Jésus étant né à Bethléem de Judée, au temps du roi Hérode, voici que des mages venus d’Orient arrivèrent à Jérusalem et demandèrent : « où est le roi des Juifs qui vient de naître ? Nous avons vu son astre à l’Orient et nous sommes venus lui rendre hommage. » À cette nouvelle, le roi Hérode fut troublé et tout Jérusalem avec lui. Il assembla tous les grands prêtres et les scribes du peuple, et s’enquit auprès d’eux du lieu où le Messie devait naître. « À Bethléem de Judée, lui dirent-ils, car c’est ce qui est écrit par le prophète : Et toi, Bethléem, terre de Juda, tu n’es certes pas le plus petit des chefs-lieux de Juda : car c’est de toi que sortira le chef qui fera paître Israël, mon peuple. » Alors Hérode fit appeler secrètement les mages, se fit préciser par eux l’époque à laquelle l’astre apparaissait, et les envoya à Bethléem en disant : « allez-vous renseigner avec précision sur l’enfant ; et, quand vous l’aurez trouvé, avertissez-moi pour que, moi aussi, j’aille lui rendre hommage. » Sur ces paroles du roi, ils se mirent en route ; et voici que l’astre, qu’ils avaient vu à l’Orient, avançait devant eux jusqu’à ce qu’il vînt s’arrêter au-dessus de l’endroit où était l’enfant. À la vue de l’astre, ils éprouvèrent une très grande joie. Entrant dans la maison, ils virent l’enfant avec Marie, sa mère, et, se prosternant, ils lui rendirent hommage ; ouvrant leurs coffrets, ils lui offrirent en présent de l’or, de l’encens et de la myrrhe. Puis, divinement avertis en songe de ne pas retourner auprès d’Hérode, ils se retirèrent dans leur pays par un autre chemin.

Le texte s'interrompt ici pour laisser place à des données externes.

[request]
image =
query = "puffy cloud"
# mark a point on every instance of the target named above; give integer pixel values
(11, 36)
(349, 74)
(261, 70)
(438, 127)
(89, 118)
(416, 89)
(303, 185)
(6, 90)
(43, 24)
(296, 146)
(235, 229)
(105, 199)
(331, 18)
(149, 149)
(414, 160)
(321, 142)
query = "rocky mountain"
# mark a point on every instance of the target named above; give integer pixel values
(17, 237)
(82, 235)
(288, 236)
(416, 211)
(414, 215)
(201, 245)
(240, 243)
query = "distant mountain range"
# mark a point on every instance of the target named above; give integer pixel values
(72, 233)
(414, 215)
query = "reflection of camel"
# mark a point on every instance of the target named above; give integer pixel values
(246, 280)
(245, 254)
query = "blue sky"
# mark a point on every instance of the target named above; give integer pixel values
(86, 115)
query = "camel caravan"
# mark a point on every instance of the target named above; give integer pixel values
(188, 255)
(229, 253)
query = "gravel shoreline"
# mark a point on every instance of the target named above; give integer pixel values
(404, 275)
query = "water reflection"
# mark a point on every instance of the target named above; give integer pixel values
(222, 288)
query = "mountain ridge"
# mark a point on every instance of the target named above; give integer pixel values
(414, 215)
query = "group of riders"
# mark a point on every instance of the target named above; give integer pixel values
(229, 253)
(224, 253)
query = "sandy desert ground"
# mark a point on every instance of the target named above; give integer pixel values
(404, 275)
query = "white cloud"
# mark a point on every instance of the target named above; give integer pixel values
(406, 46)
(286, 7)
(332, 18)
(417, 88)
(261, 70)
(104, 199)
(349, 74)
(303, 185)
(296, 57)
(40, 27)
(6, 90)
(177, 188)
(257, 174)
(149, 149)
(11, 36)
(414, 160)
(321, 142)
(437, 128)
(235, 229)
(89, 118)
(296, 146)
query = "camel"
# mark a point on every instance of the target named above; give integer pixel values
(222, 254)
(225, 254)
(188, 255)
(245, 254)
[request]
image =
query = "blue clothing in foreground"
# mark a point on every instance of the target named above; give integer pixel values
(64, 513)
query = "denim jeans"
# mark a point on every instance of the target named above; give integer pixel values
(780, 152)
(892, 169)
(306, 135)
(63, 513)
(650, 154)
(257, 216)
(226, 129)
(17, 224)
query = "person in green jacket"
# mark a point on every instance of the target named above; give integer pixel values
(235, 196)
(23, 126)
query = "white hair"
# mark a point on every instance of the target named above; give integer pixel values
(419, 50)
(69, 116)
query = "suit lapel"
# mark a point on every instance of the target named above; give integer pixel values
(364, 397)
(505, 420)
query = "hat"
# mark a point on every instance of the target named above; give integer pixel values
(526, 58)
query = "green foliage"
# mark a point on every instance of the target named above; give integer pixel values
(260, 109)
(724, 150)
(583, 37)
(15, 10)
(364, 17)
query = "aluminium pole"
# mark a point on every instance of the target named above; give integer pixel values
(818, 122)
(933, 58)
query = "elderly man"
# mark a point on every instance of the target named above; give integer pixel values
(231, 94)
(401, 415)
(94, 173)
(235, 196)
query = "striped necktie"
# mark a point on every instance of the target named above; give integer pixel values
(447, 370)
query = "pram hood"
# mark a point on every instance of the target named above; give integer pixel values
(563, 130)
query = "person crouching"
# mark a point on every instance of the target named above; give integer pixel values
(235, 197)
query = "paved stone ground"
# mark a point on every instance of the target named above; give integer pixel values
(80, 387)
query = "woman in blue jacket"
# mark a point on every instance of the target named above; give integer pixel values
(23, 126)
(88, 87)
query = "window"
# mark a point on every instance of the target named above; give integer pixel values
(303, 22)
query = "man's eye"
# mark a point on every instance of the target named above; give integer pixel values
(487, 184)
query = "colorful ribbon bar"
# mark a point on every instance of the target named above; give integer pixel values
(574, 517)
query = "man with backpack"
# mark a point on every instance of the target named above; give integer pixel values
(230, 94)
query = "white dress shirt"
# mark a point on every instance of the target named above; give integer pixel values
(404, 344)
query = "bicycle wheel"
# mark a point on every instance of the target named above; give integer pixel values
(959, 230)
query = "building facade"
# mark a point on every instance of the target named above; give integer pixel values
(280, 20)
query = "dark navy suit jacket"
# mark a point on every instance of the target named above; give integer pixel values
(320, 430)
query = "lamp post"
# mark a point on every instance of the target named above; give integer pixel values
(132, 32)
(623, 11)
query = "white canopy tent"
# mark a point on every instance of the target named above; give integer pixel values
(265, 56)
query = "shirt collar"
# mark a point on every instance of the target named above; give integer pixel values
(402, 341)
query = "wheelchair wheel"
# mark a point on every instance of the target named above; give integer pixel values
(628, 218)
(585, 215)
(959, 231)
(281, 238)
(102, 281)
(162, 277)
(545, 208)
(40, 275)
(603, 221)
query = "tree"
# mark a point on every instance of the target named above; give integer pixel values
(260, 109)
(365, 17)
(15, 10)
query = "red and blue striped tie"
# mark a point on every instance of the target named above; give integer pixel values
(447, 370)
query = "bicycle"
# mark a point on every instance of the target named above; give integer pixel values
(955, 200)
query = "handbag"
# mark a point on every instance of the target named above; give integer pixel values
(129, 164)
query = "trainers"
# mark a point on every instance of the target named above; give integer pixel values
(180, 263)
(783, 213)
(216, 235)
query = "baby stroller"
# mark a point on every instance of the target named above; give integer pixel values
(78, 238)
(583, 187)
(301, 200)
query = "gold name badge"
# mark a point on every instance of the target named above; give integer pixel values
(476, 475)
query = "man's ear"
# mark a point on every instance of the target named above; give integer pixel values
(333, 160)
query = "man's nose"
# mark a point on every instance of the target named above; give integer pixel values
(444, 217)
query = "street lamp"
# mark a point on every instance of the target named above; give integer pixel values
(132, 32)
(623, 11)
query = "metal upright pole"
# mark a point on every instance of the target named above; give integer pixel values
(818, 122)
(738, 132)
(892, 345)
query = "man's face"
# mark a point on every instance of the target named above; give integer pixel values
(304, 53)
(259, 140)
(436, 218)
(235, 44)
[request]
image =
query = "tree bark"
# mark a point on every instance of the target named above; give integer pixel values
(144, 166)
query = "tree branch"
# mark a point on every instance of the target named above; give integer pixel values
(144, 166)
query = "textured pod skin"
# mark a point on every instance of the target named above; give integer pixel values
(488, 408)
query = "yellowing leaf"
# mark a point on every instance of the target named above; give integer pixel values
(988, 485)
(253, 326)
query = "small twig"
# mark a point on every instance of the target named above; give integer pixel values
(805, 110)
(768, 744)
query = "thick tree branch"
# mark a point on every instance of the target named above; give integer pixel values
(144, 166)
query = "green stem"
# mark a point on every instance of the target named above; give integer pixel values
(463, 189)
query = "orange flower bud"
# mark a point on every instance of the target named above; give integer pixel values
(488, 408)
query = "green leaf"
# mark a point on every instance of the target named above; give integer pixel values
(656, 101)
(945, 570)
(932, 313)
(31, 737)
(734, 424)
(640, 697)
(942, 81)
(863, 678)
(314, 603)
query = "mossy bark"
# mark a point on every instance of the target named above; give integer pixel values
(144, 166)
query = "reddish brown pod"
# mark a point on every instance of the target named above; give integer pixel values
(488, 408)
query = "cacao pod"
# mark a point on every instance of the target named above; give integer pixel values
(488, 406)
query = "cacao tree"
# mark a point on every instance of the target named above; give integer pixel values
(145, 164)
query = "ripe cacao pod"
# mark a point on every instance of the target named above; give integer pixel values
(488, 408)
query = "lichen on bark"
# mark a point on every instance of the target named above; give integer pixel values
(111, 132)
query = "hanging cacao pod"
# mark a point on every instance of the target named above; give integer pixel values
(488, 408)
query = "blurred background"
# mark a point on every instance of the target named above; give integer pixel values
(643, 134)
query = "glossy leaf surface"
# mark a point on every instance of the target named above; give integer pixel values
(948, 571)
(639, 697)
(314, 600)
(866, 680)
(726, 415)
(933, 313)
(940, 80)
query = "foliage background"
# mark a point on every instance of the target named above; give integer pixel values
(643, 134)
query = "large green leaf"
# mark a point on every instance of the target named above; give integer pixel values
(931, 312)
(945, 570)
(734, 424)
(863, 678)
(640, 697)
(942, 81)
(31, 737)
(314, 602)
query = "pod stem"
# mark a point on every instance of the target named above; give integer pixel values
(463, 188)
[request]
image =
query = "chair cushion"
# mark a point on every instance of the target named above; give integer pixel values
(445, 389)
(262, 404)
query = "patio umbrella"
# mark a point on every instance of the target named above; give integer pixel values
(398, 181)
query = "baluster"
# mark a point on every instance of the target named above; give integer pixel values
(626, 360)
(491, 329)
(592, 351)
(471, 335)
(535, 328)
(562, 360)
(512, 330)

Mathieu, 2, 1-12, Traduction œcuménique de la Bible, Société biblique française, Paris, 2004
Fixée au 6 janvier, la célébration de cette fête de l’epiphaneia (de phanein, « apparaître ») manifeste au monde le Fils du Dieu chrétien. Saint Augustin écrit que « le Rédempteur de tous les peuples, en se manifestant aujourd’hui, a fait de ce jour une fête solennelle pour toutes les nations de la Terre ». L’Épiphanie avait la même motivation en Orient que Noël en Occident : combattre en s’y substituant les manifestations païennes du solstice d’hiver. Grâce à un texte de l’historien Ammien-Marcellin, cette fête est mentionnée pour la première fois en 361, étonnamment, sous l’empereur Julien dit l’Apostat. Le sens de cette fête varie néanmoins selon les confessions : tandis que l’Église d’Orient célébrait, à l’origine, à la fois la naissance et le baptême du Christ et que la liturgie byzantine évoquait simultanément la Naissance, les anges, l’étoile, les Mages etc., l’Occident, en adoptant la fête de Noël au IVe s., distinguait les deux fêtes et transféra sur l’Épiphanie l’adoration des Mages.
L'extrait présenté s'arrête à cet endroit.